E-Book, Deutsch, 210 Seiten

ISBN: 978-3-7597-3862-2
Verlag: BoD - Books on Demand
Format: EPUB
Kopierschutz: 6 - ePub Watermark



Magdalena ist 5 Jahre alt, als sie während eines Rombesuchs vom Papst auf die Stirn geküsst wird. Für die krankhaft religiöse Großmutter Frida ein Zeichen von ganz oben, für die Enkelin Magdalena ein Verhängnis. Frida, Magdalena und ihre Mutter Anna führen ein liebloses Leben zu dritt in einem kleinen Dorf im Harz. Magdalenas Aufwachsen ist geprägt von der strenggläubigen Erziehung ihrer Großmutter, die Anna hierfür jegliches Mitspracherecht verweigert. Eine wirkliche Mutter-Tochter-Beziehung kann so nicht entstehen.
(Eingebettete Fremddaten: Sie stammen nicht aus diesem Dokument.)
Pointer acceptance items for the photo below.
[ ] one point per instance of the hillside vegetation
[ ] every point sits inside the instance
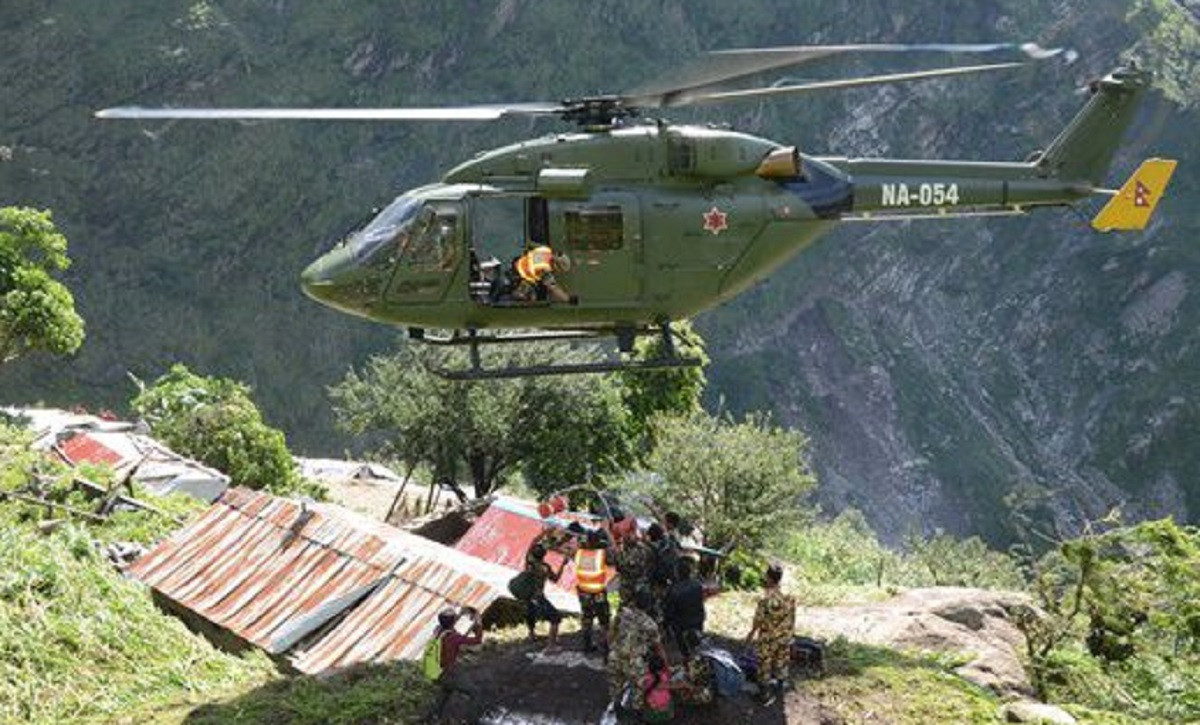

Erst nach Fridas Tod, Magdalena ist längst erwachsen und lebt ihr eigenes Leben im fernen Berlin, nehmen Mutter und Tochter sich vor, das zu ändern. Kein leichter Weg, ein Ringen um Nähe, Vertrauen und die Sicherheit, es wert zu sein, geliebt zu werden.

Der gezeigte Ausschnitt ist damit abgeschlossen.